Yes. The embedded terminal is wired directly to your program's stdin, so gets suspends execution and waits for you to type. Note that gets returns String | Nil in Crystal, so idiomatic code handles the nil case with .try, .not_nil!, or a default via (gets || "fallback"), just like the example above.

How is Crystal different from Ruby if the syntax looks the same?

Crystal is compiled ahead of time with static types inferred by the compiler, so it catches type and nil errors before the program runs and executes orders of magnitude faster than interpreted Ruby. The tradeoffs are compile time, no runtime eval or dynamic method definition, and a smaller ecosystem of shards versus gems.

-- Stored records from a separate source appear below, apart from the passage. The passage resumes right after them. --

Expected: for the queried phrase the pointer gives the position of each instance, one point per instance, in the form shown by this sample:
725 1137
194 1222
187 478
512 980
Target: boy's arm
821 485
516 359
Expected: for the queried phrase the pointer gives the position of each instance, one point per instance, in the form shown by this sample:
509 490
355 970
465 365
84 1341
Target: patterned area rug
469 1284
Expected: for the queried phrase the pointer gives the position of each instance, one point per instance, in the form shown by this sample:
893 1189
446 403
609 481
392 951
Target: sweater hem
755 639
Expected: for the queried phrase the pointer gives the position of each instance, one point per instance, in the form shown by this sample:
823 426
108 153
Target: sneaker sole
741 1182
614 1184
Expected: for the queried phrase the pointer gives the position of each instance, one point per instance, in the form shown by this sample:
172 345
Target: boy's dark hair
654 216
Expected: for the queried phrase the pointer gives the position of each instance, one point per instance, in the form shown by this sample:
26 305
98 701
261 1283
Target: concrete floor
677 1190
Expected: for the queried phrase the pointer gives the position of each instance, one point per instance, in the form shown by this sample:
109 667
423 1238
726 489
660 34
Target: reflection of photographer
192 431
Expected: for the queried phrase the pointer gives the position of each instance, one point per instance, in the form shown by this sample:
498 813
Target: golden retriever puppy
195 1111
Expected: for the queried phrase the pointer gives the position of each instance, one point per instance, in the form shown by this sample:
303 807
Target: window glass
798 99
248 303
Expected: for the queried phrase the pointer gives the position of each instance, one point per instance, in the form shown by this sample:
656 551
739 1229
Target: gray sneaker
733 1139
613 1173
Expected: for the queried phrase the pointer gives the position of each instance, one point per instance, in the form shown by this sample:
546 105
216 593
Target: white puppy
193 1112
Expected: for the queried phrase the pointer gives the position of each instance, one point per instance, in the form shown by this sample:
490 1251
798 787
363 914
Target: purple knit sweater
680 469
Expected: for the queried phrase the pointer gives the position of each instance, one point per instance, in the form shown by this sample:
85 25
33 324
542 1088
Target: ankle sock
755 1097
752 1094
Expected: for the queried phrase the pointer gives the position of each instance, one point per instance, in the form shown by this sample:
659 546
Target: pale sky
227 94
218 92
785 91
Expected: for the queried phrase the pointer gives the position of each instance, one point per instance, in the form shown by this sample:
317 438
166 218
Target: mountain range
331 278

Can I add shards or run multi-file projects in this sandbox?

No. Each run compiles a single file, and shard dependencies cannot be fetched because the sandbox has no network access. Crystal's standard library is extensive, covering HTTP, JSON, YAML, regular expressions, and concurrency via spawn and channels, so most algorithms, exercises, and learning experiments work without any external code.